Each entry contains the FieldName (lhs) : Expression (rhs). The regular expression must return a group that contains the value (see the orange brackets above). At the bottom we reference some of the awesome regular expression tools we used for these.
To make changes you can add or remove entries. Open your favourite text editor (vim?) - make the changes and save it (make sure you test it) . Once saved, then upload the file via the deployments page where the file is replicated to all agents on the network.
Any new files being monitored will pick up the configuration change (note: it wont happen mid-point through a file). To have the change applied retrospectively you will need to re-index the Datasource.
As with anything, we have tried to make both discovery systems as fast as possible. Key-Value extraction can perform at a rate of 17-20MB/s per pattern, unfortunately the supported 8 different rules cumulatively slow things down. GrokIt - or regular expression parsing is about 14MB/s per compiled pattern. Again this is too slow; as you will see from above, there are 8 of them.
IndexTime: The easiest way to remove the performance penalty is to do the work once, and not when the user is waiting.

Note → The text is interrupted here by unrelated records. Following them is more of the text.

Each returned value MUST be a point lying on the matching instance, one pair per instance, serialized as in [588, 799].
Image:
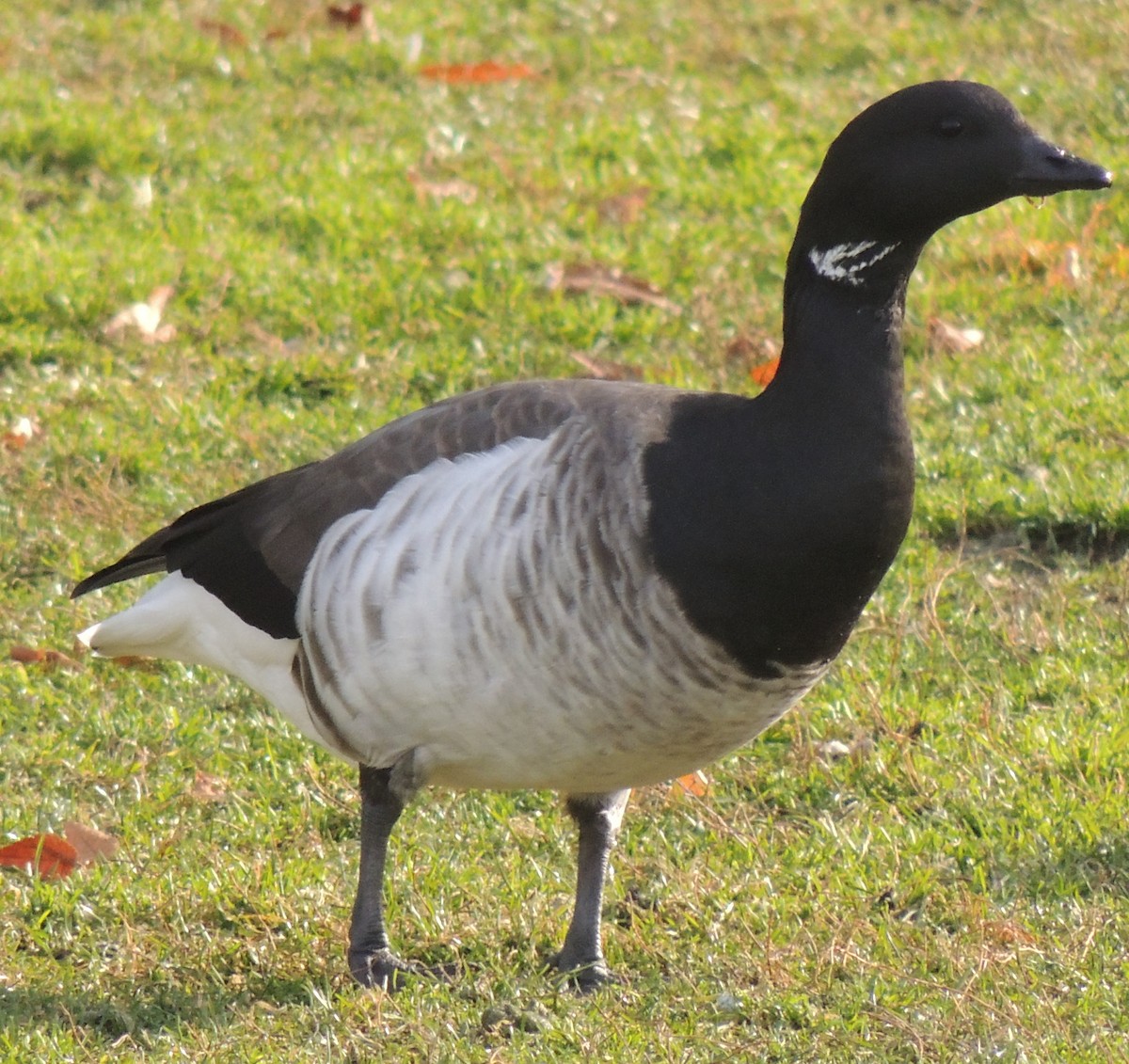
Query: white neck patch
[848, 262]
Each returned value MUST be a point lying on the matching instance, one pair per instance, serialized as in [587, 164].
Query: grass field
[347, 240]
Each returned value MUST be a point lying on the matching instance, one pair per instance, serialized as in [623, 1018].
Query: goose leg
[371, 957]
[597, 817]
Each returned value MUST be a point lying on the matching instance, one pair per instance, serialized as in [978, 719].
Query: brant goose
[587, 585]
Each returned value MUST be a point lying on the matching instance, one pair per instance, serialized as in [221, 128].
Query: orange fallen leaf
[46, 855]
[603, 369]
[1006, 932]
[89, 844]
[207, 787]
[952, 339]
[453, 189]
[626, 208]
[601, 280]
[35, 655]
[695, 784]
[477, 73]
[227, 33]
[765, 373]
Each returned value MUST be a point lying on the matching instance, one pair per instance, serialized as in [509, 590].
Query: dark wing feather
[251, 548]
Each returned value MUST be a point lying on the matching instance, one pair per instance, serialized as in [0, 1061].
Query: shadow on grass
[1042, 540]
[1082, 870]
[131, 1008]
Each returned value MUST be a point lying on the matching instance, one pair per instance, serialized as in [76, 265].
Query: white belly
[505, 629]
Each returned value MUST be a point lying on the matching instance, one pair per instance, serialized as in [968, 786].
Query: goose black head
[915, 161]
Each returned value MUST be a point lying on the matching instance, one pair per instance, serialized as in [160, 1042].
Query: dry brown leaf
[89, 844]
[626, 208]
[605, 370]
[22, 433]
[207, 787]
[46, 855]
[952, 339]
[145, 317]
[452, 189]
[592, 277]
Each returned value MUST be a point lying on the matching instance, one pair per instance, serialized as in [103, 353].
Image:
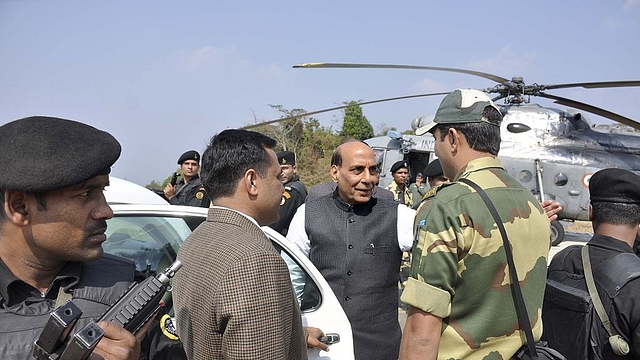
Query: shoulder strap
[521, 310]
[619, 346]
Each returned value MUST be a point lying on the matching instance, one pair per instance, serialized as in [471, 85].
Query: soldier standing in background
[418, 189]
[189, 190]
[459, 251]
[289, 177]
[294, 192]
[399, 188]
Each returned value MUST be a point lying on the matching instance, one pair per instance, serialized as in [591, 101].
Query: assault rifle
[131, 311]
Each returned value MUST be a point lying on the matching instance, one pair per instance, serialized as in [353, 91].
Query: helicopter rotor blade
[492, 77]
[593, 85]
[593, 109]
[340, 107]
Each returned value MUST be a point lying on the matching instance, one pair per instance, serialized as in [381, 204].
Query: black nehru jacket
[42, 153]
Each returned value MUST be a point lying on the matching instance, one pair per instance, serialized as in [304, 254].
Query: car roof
[122, 191]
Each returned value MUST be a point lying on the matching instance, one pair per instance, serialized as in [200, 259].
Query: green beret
[42, 153]
[286, 158]
[616, 186]
[399, 165]
[189, 155]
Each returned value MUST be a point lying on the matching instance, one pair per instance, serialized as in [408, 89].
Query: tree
[287, 133]
[355, 124]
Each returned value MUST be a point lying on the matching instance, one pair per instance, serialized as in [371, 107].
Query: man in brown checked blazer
[233, 296]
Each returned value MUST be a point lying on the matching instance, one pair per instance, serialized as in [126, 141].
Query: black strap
[521, 310]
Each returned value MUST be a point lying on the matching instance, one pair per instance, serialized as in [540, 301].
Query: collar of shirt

In our case, when either of the discovery systems are enabled, a Field Database is used to store the data in its most efficient form (dictionary oriented maps). This decouples the processing and provides reasonable search performance on attributes that are unlikely to change.
SearchTime: At search time the executor will pull in any discovered fields and make them available for that event. This provides decent performance and better system scalability.
To allow better performance, we have exposed FieldDiscovery flags on the DataSource/Advanced tab. Standard logscape sources have discovery disabled.